= Kevin Watkins =

Development academic and leader

Kevin Charles Watkins is at the London School of Economics as a visiting professor of development practice at the Firoz Lalji Institute for Africa. Recently the chief executive of Save the Children UK, from October 2016 until his resignation in July 2021. He was previously at the Overseas Development Institute as executive director in June 2013. His research focuses on education, globalization and human development. He is a former nonresident senior fellow at the Center for Universal Education at the Brookings Institution. He was previously the director and lead author of the UNESCO's Education for All Global Monitoring Report.

==Academic background==

Kevin Watkins has a BA in politics and social science from Durham University (University College). He also has a doctorate from Oxford University. He spent one year in India doing research for his dissertation: "The economics and politics of Indian Nationalism from 1880–1947".

==Career==

Kevin Watkins served as researcher for the House of Commons Foreign Affairs Committee (1983). He was then appointed as head of international development at the Catholic Institute for International Relations (1987–2001). He also became head of research in Oxfam (1991) where he covered issues such as debt relief, education, social policy and poverty.

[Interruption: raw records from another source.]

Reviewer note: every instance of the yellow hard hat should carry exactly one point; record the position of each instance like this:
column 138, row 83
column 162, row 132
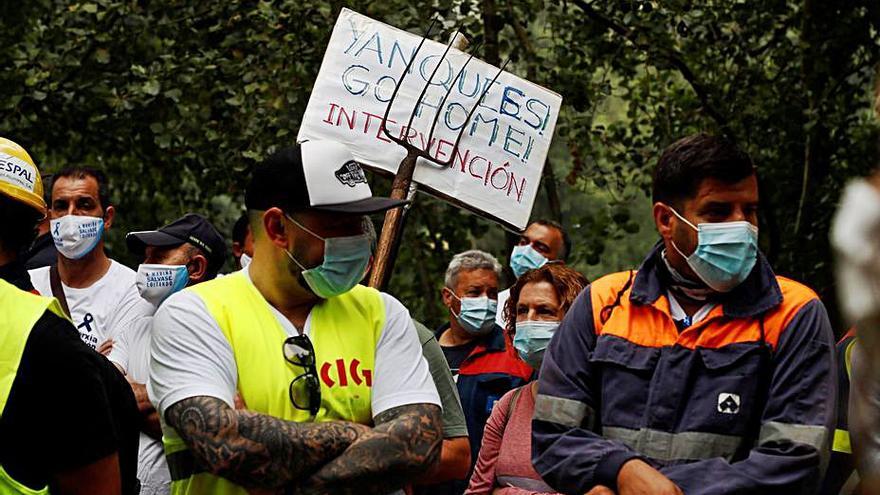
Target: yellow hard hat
column 19, row 177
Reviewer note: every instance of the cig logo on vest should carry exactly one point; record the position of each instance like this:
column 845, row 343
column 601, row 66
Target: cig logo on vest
column 333, row 374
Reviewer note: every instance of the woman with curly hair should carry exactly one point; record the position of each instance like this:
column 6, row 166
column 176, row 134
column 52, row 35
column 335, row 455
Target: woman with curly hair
column 538, row 301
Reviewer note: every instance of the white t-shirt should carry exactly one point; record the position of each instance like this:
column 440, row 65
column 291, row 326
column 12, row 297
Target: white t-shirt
column 190, row 356
column 103, row 310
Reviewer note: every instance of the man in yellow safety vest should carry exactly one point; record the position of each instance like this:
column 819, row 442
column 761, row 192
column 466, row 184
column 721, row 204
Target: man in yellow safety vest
column 338, row 396
column 68, row 420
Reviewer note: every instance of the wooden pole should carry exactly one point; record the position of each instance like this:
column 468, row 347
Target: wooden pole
column 392, row 228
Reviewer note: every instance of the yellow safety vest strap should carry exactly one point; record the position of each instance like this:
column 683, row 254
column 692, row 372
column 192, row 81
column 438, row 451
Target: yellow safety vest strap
column 182, row 465
column 841, row 442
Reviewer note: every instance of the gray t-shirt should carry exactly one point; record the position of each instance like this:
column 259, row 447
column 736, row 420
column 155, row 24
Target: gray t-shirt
column 454, row 424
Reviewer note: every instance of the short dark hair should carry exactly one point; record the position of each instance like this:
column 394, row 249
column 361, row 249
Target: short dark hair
column 566, row 240
column 19, row 225
column 688, row 161
column 83, row 173
column 239, row 230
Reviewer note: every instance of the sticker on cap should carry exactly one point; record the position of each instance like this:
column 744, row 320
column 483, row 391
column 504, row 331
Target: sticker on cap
column 15, row 171
column 351, row 174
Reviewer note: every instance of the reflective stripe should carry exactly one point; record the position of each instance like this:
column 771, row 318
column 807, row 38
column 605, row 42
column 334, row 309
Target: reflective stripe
column 666, row 446
column 841, row 442
column 565, row 412
column 182, row 465
column 813, row 435
column 847, row 357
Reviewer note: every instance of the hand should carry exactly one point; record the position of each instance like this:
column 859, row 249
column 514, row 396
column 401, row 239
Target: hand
column 105, row 347
column 636, row 477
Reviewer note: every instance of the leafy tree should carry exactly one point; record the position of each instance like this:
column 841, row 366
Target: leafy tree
column 178, row 100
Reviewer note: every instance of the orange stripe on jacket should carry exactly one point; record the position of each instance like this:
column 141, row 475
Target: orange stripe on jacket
column 653, row 326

In 2000, he was part of the drafting committee for the framework of action and the six Education For All goals during the World Education Forum.

From 2004 to 2008, he was director of the United Nations Development Program’s Human Development Report. During this time, he directed a total of three reports, from 2005 to 2008:

- Human Development Report 2007/8

Fighting climate change: Human solidarity in a divided world

- Human Development Report 2006

Beyond scarcity: Power, poverty and the global water crisis

- Human Development Report 2005

International cooperation at a crossroads: Aid, trade and security in an unequal world

As lead author of the Education for All Global Monitoring Report he produced the 2009, 2010 and 2011 reports:

- EFA Global Monitoring Report 2011

hidden crisis: Armed conflict and education

- EFA Global Monitoring Report 2010

the marginalized

- EFA Global Monitoring Report 2009

inequality: why governance matters

He was senior visiting research fellow at the Global Economic Governance Programme at University College of the University of Oxford.
He has participated on the World Economic Forum as a discussion leader on the IdeasLab on the Global Redesign Initiative (Values and People) in 2010.
In addition, he is a board member of the Center for Global Development, UNICEF’s Innocenti Research Centre and the Journal of International Development. He also has a blog on The Guardian.